A set of workflows for corpus building through OCR, post-correction and normalisation
Other
48 stars 6 forks source link

Forwarders do not show up for some file formats #53

Closed peterdekker closed 4 years ago

peterdekker commented 5 years ago

For some input file formats in the PICCL web interface (folia.xml and tif), the file forwarders do not show up. Also, the template and format columns are emtpy. Screenshot: https://imgur.com/2B1yADI For plaintext input, the forwarders do show up

proycon commented 5 years ago

Can you send me your input and error.log then I can see if I can reproduce and fix it?

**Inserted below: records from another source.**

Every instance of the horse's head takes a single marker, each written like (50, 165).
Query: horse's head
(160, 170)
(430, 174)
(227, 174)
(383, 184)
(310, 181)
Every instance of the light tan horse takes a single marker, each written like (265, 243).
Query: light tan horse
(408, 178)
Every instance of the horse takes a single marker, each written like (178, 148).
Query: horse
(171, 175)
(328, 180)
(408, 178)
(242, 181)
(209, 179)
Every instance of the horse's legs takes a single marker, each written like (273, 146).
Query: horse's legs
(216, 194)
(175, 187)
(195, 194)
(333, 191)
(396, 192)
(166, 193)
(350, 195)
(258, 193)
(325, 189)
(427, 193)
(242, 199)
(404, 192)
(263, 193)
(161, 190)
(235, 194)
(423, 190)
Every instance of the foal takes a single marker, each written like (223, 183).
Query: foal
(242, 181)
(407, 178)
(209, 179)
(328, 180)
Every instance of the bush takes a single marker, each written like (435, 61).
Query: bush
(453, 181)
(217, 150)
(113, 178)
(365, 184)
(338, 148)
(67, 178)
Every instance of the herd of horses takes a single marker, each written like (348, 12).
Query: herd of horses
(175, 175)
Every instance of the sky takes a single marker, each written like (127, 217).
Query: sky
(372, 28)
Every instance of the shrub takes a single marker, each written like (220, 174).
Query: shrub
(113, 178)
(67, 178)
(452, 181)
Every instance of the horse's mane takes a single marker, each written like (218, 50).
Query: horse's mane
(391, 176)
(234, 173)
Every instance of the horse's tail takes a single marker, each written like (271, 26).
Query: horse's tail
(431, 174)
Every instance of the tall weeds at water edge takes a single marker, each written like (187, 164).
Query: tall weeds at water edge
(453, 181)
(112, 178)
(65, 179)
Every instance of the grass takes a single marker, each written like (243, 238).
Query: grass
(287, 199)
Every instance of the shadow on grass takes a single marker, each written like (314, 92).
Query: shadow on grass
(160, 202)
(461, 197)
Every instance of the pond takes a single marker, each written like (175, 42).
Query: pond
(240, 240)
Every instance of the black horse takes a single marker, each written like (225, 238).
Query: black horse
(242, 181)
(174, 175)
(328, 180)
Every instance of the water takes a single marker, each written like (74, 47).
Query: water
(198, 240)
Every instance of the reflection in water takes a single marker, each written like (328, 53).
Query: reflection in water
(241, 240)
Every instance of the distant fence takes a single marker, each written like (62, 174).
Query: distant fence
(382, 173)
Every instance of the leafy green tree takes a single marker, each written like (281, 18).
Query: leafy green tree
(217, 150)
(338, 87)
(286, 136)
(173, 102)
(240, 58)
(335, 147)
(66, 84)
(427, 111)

peterdekker commented 5 years ago

I uploaded the tif input file and the output archive in this folder: https://ivdnt.box.com/s/kowkr9fbzngy5azs23c7drdoql12hf1f

proycon commented 5 years ago

Thanks, for the tif file (img_356416.tif) it seems some part of the process unexpectedly gets rid of the numeric suffix, so the filenames end up being different than what CLAM expected. I'll look for the culprit...

proycon commented 5 years ago

Seems to happen right at the beginning in the OCR part

proycon commented 5 years ago

Correction: this is an explicit thing in the pipeline (which I completely forgot about). So technically it's a feature instead of a bug ;) Whenever a user uploads images in the format $documentname_$sequencenr.$extension, they are automatically recombined, which is not a bad idea in itself.

The problem, however, is that recombination that happens inside the pipeline is something CLAM can not predict. CLAM needs to be able to compute the names of the expected output files a priori to really be sure how input relates to output (and what kinds of viewers/forwarders/types to associate with the output). CLAM has explicitly been designed this way.

There is no quick fix for this, but on the bright side, if the tif/jpg/png/gif input is a single file without a numeric suffix, things should work as expected. But if the sequence merging feature is triggered then CLAM can't determine what the output is with certainty, and it will just dump the output without any further associated metadata. A similar thing will happen with the PICCL feature that reassembles a PDF.

This issue also kind of resonates with a feeling that has been growing on me for a while; the level of complexity of a pipeline like PICCL, with multiple entry and exit points and many paths, does not lend itself all to well for cramming into a single CLAM service. I'm currently not too happy with the form the wrapper script has taken, as it proves fairly error prone and hard to test. (don't get me wrong, things are still many orders of magnitudes better than before this entire refactor effort)

peterdekker commented 5 years ago

Thanks for investigating, I understand! Then this is just how it works for now.